IPOL.ID – Badan Nasional Penanggulangan Terorisme (BNPT) menyebut kelompok Khilafatul Muslimin sama bahayanya dengan Hizbut Tahrir Indonesia (HTI), Negara Islam Indonesia (NII), serta Negara Islam Irak dan Suriah (ISIS). Pasalnya, mereka mengampanyekan tegaknya sistem khilafah.
Hal ini dikatakan Direktur Pencegahan BNPT Brigjen R Ahmad Nurwakhid menanggapi tayangan di media sosial terkait konvoi rombongan pemotor dengan membawa atribut bertuliskan kebangkitan khilafah di Brebes, Jawa Tengah; dan Cawang, Jakarta Timur.
Dalam beberapa atributnya, mereka mengampanyekan tegaknya sistem khilafah sebagai solusi umat yang dilakukan kelompok Khilafatul Muslimin.
Nurwakhid menyebut bahwa Khilafatul Muslimin memiliki cita dan ideologi yang sama dengan HTI, yang telah dibubarkan pemerintah, yaitu mendirikan khilafah.

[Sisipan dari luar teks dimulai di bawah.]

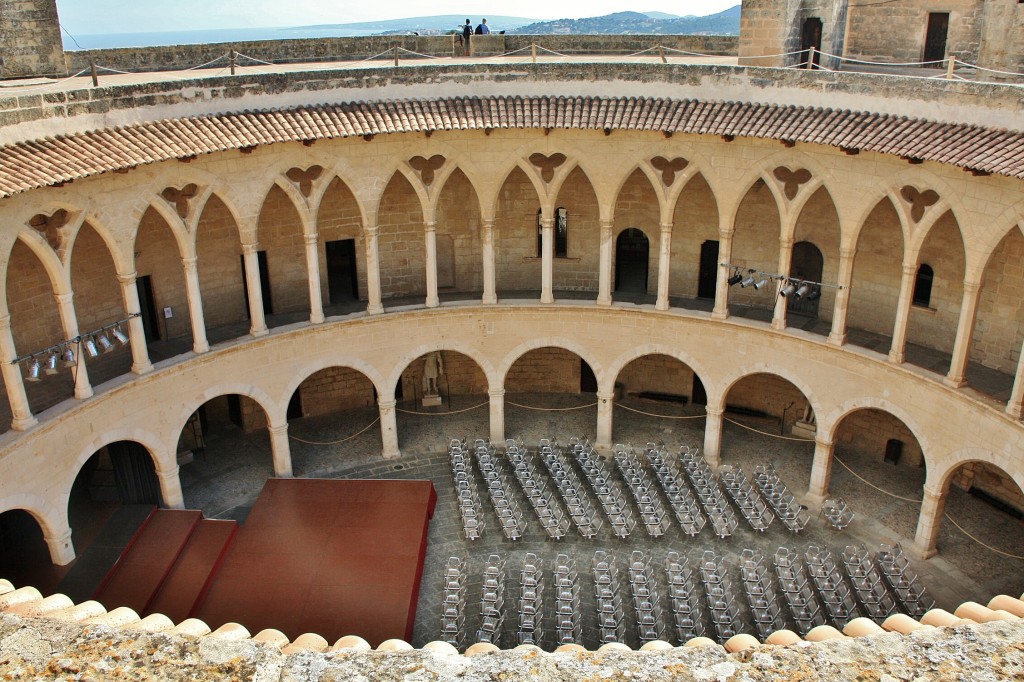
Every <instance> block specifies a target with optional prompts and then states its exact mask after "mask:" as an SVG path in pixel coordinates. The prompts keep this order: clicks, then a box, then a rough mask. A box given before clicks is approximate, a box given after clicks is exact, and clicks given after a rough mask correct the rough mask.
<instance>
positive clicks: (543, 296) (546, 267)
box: [541, 218, 555, 303]
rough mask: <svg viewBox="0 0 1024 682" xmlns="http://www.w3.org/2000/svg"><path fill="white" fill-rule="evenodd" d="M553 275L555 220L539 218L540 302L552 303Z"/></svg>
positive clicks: (554, 254) (554, 235)
mask: <svg viewBox="0 0 1024 682" xmlns="http://www.w3.org/2000/svg"><path fill="white" fill-rule="evenodd" d="M554 276H555V220H554V218H541V303H554V302H555V296H554V294H553V293H552V290H551V289H552V283H553V281H554Z"/></svg>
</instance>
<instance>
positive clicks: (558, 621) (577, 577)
mask: <svg viewBox="0 0 1024 682" xmlns="http://www.w3.org/2000/svg"><path fill="white" fill-rule="evenodd" d="M552 578H553V580H554V584H555V639H556V640H557V641H558V644H559V645H561V644H582V643H583V642H582V639H583V637H582V627H583V625H582V622H581V617H580V581H579V577H578V574H577V567H575V559H573V558H571V557H569V555H567V554H559V555H558V556H557V557H555V566H554V568H553V569H552Z"/></svg>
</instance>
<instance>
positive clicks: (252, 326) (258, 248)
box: [242, 244, 269, 336]
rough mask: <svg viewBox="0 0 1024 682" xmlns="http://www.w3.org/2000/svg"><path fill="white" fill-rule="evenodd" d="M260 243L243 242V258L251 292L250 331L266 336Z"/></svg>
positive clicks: (248, 282) (249, 289)
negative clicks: (260, 277)
mask: <svg viewBox="0 0 1024 682" xmlns="http://www.w3.org/2000/svg"><path fill="white" fill-rule="evenodd" d="M258 252H259V245H258V244H243V245H242V258H243V262H244V263H245V265H246V292H248V294H249V321H250V323H251V326H250V328H249V333H250V334H251V335H253V336H266V335H267V334H269V332H268V331H267V329H266V317H264V316H263V287H262V285H261V284H260V276H259V256H258Z"/></svg>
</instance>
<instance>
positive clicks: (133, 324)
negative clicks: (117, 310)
mask: <svg viewBox="0 0 1024 682" xmlns="http://www.w3.org/2000/svg"><path fill="white" fill-rule="evenodd" d="M135 278H136V273H135V272H129V273H128V274H119V275H118V282H120V283H121V298H123V299H124V302H125V312H126V313H127V314H129V315H135V316H134V317H131V318H129V319H128V338H129V339H130V340H131V360H132V361H131V371H132V372H134V373H135V374H145V373H147V372H153V363H151V361H150V348H148V346H146V344H145V328H144V327H142V317H140V316H138V312H139V309H140V306H139V303H138V287H136V286H135Z"/></svg>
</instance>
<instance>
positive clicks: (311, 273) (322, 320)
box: [302, 232, 324, 325]
mask: <svg viewBox="0 0 1024 682" xmlns="http://www.w3.org/2000/svg"><path fill="white" fill-rule="evenodd" d="M302 239H303V241H304V242H305V244H306V276H307V278H308V280H309V324H311V325H319V324H321V323H322V322H324V296H323V295H322V294H321V283H319V276H321V275H319V249H318V247H319V233H318V232H313V233H312V235H303V237H302Z"/></svg>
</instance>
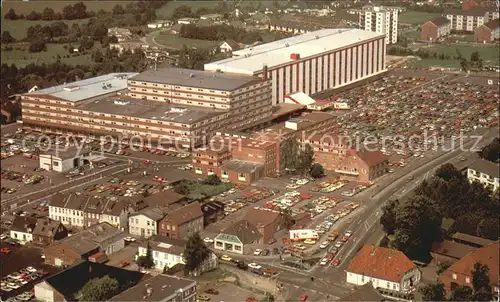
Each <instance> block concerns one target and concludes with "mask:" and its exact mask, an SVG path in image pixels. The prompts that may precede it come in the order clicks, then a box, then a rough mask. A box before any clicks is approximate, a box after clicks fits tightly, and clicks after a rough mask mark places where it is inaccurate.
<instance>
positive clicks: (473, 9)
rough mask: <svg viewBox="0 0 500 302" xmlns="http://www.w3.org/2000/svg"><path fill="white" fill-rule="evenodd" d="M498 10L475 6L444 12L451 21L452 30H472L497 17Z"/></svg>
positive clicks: (446, 16) (460, 30)
mask: <svg viewBox="0 0 500 302" xmlns="http://www.w3.org/2000/svg"><path fill="white" fill-rule="evenodd" d="M498 17H499V13H498V11H494V10H491V9H487V8H475V9H471V10H468V11H461V10H458V11H457V10H454V11H449V12H446V18H447V19H448V20H450V22H451V30H452V31H459V32H460V31H468V32H473V31H474V29H476V28H477V27H479V26H481V25H483V24H485V23H487V22H488V21H490V20H494V19H498Z"/></svg>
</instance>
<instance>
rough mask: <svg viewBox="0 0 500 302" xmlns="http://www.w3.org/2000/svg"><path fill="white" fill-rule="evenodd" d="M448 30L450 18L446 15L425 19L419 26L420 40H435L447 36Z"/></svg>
mask: <svg viewBox="0 0 500 302" xmlns="http://www.w3.org/2000/svg"><path fill="white" fill-rule="evenodd" d="M450 32H451V22H450V20H448V19H447V18H446V17H439V18H436V19H434V20H431V21H427V22H425V23H424V24H423V25H422V26H421V30H420V40H422V41H429V42H436V41H438V40H439V39H441V38H443V37H446V36H448V35H449V34H450Z"/></svg>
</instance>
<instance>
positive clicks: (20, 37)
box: [2, 19, 88, 40]
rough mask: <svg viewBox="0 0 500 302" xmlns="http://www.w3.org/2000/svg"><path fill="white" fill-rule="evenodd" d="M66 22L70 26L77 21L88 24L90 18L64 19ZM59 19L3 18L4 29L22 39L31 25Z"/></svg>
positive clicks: (57, 21)
mask: <svg viewBox="0 0 500 302" xmlns="http://www.w3.org/2000/svg"><path fill="white" fill-rule="evenodd" d="M62 21H63V22H64V23H67V24H68V27H69V28H71V25H73V24H74V23H77V24H78V25H81V24H86V23H87V22H88V19H80V20H71V21H70V20H62ZM54 22H58V21H26V20H5V19H2V31H4V30H6V31H8V32H10V34H11V35H12V36H13V37H14V38H15V39H16V40H21V39H24V38H26V31H27V30H28V28H29V27H30V26H37V25H38V24H40V25H42V26H44V25H50V24H51V23H54Z"/></svg>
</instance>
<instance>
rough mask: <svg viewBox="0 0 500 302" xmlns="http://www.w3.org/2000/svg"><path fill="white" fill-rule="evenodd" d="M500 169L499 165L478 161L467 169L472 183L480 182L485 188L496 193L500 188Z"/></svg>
mask: <svg viewBox="0 0 500 302" xmlns="http://www.w3.org/2000/svg"><path fill="white" fill-rule="evenodd" d="M499 169H500V167H499V165H498V164H496V163H493V162H490V161H487V160H484V159H478V160H476V161H475V162H473V163H472V164H471V165H470V166H469V167H468V168H467V179H468V180H469V181H470V182H474V181H478V182H480V183H481V184H482V185H483V186H484V187H485V188H488V189H491V190H492V192H496V190H498V188H499V187H500V177H499V175H500V172H499V171H500V170H499Z"/></svg>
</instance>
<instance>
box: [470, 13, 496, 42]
mask: <svg viewBox="0 0 500 302" xmlns="http://www.w3.org/2000/svg"><path fill="white" fill-rule="evenodd" d="M498 39H500V19H494V20H491V21H488V22H486V23H485V24H483V25H481V26H478V27H477V28H476V29H474V42H476V43H485V44H486V43H493V42H495V41H498Z"/></svg>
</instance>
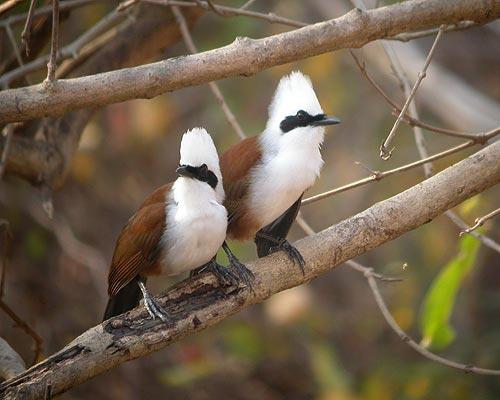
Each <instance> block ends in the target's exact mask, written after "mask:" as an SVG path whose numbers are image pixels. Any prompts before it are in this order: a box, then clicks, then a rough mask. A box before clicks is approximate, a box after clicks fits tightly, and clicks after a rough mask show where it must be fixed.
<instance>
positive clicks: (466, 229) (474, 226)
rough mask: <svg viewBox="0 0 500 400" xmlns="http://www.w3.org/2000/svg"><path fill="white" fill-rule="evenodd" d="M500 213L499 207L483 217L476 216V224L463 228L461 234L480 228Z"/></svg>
mask: <svg viewBox="0 0 500 400" xmlns="http://www.w3.org/2000/svg"><path fill="white" fill-rule="evenodd" d="M499 214H500V208H497V209H496V210H494V211H492V212H490V213H488V214H486V215H485V216H483V217H481V218H476V220H475V221H474V225H472V226H471V227H470V228H467V229H465V230H463V231H462V232H460V236H462V235H463V234H465V233H471V232H472V231H473V230H475V229H477V228H479V227H480V226H483V224H484V223H485V222H486V221H488V220H489V219H492V218H494V217H496V216H497V215H499Z"/></svg>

Bedanya, HTI merupakan gerakan transnasional dan sedang memperjuangkan sistem khilafah di berbagai negara.
“Sementara Khilafatul Muslimin mengeklaim sudah mendirikan khilafah dengan adanya khalifah yang terpilih,” kata Nurwakhid dalam keterangan tertulis yang dikutip pada Rabu (1/6/2022).
Nurwakhid menjelaskan genealogi Khilafatul Muslimin tidak bisa dilepaskan dari NII. Sebab, sebagian besar tokoh kunci dalam gerakan ini merupakan mantan NII.
Pendiri dan pemimpinnya, yakni Abdul Qadir Hasan Baraja yang merupakan mantan anggota NII sekaligus salah satu pendiri Pondok Pesantren Ngruki. Abdul Qadir juga ikut ambil bagian dalam Majelis Mujahidin Indonesia (MMI) pada 2000 walaupun memilih tidak aktif.
Nurwakhid menyampaikan ada beberapa parameter yang bisa dipakai dalam melihat Khilafatul Muslimin. Pertama, aspek ideologi sangat berbahaya dengan memiliki cita ideologi khilafah di Indonesia sebagaimana HTI.
“Walaupun dalam pengakuan mereka tidak bertentangan dengan Pancasila, namun ideologi mereka adalah mengafirkan sistem yang tidak sesuai dengan pandangannya,” jelas dia.
Kedua, kata Nurwakhid, secara historis, pendiri gerakan ini sangat dekat dengan kelompok radikal, seperti NII, MMI, dan memiliki rekam jejak dalam kasus terorisme. Baraja telah mengalami dua kali penahanan.
Pertama pada Januari 1979, berhubungan dengan Teror Warman, ditahan selama tiga tahun. Kemudian, ditangkap dan ditahan kembali selama 13 tahun, berhubungan dengan kasus bom di Jawa Timur dan Borobudur pada awal 1985.
Ketiga, dampak ideologis, gerakan ini yang memiliki cita-cita ideologi perubahan sistem sangat rentan bermetamorfosa dalam gerakan teror.
“Lihatlah kasus penangkapan NAS, tersangka teroris di Bekasi yang ditemukan di kontrakannya kardus berisi Khilafatul Muslimin dan logo bordir Khilafatul Muslimin,” ungkap dia.
Selain itu, gerakan Khilafatul Muslimin mudah berafiliasi dengan jaringan kelompok teror, seperti ISIS. Bahkan, saat masa kejayaan ISIS pada 2015, peneliti terorisme dari Singapura Rohan Gunaratna menggolongkan Khilafatul Muslimin berbaiat kepada ISIS.
Terkait masalah ini, Nurwakhid mengatakan BNPT akan melakukan koordinasi pencegahan dengan pemerintah daerah dan Forkopimda di seluruh wilayah NKRI untuk mewaspadai gerakan ini karena bertentangan dengan falsafah bangsa dan berpotensi melahirkan gerakan terorisme.
“Koordinasi ini akan terus dikuatkan. Tujuannya untuk terus melakukan deteksi sedini mungkin terkait potensi munculnya akar radikalisme dan terorisme di tengah masyarakat,” kata Nurwakhid.